Consumers are choosing chicken over pork and other meats, in part a reaction to promotions being slashed in retailers, according to the latest figures from Kantar Worldpanel for the 12 weeks ending 13 August 2017.

While the category sees volume decline across the board, chicken is in growth of 1.5%, the only product in the meat, fish and poultry (MFP) category to do so.

Chilled fish remains one of the highest inflationary markets in grocery, with base prices up significantly and promotional volumes falling. These changes are still holding down volumes, but driving value growth as prices increase rapidly.

Nathan Ward, Business Unit Director for MFP said: “We’ve seen the fresh primary MFP category really suffer in the last few months as the dynamics of the category change, resulting in 1.7 million fewer shopping trips. The real driver behind changing behaviour remains the reduction of promotions which are down third compared to last year, now only accounting for 23% of sales. A significant part of this is less frequent use of temporary price cuts (TPRs) which are down 42%.”

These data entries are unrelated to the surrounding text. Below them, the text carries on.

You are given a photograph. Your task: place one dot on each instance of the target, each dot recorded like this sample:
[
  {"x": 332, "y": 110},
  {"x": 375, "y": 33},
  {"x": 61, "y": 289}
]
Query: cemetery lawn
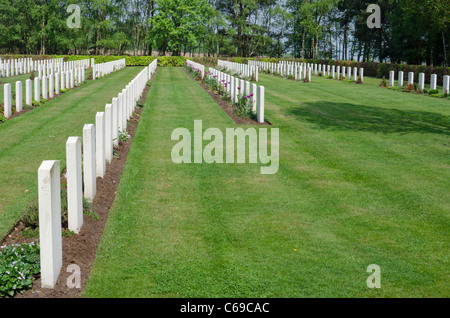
[
  {"x": 41, "y": 134},
  {"x": 363, "y": 179}
]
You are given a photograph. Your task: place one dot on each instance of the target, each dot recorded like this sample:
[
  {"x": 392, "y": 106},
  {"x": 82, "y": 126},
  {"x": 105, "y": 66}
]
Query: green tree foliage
[{"x": 412, "y": 31}]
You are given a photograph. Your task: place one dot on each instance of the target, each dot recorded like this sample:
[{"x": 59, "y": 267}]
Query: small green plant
[
  {"x": 124, "y": 136},
  {"x": 19, "y": 264}
]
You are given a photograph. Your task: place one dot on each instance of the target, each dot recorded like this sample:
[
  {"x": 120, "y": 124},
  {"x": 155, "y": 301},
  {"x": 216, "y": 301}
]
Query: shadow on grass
[{"x": 344, "y": 116}]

“Red meat is driving the year on year decline in primary MFP as beef, lamb and pork all lose shoppers and see fewer trips. In beef, roasts, steaks and mince are all in decline. Roasts also fuel value decline in lamb, with steaks and chops contributing to volume losses. In pork, losses are offset by price rises – up 9% on average- which mask volume decline and roasting joints and belly are seeing the strongest price rises – sending volumes into decline but value sales up. Shoppers are buying more pork mince, with the price differential to beef mince increasing to £1.25 per kilo – making it a good value alternative. Chicken is bucking the trend, with both volume and value increasing as shoppers pick up chicken on 1.1 million more shops. Prices overall are fairly flat in chicken, with promotions not down as heavily as other categories (-25%). Breasts and legs are driving the growth, with whole birds and crowns continuing to suffer volume losses.”

Ward said: “What we aren’t seeing is a wholesale move away from the market that some had predicted. Over the course of the whole year, the volume of protein purchased in take-home shopping baskets in Britain has risen by 1.6%, equating to an additional 26,000 tonnes of protein. The source of this protein is still primarily meat, dairy, bread and produce, but we have seen growth in markets like breakfast cereals and yogurts where higher protein variants have been launched. There is more competition to MFP as a source of protein, but the changes in promotions are having a greater direct impact on sales.”

The fresh processed markets are seeing a stronger performance, but this is not due to BBQ staples of sausages and burgers which are seeing volumes fall. Fresh processed poultry remains the best performing market, adding 750,000 more shoppers and 9.2 million more trips this year. The growth of processed poultry lines in BBQ deals has helped to drive sales, with the Americana trend also a positive tailwind. Where the category is excelling is offering a competitive price point and increasing promotions. Volume on promotion is up 9%, bucking the trend seen throughout the wider market.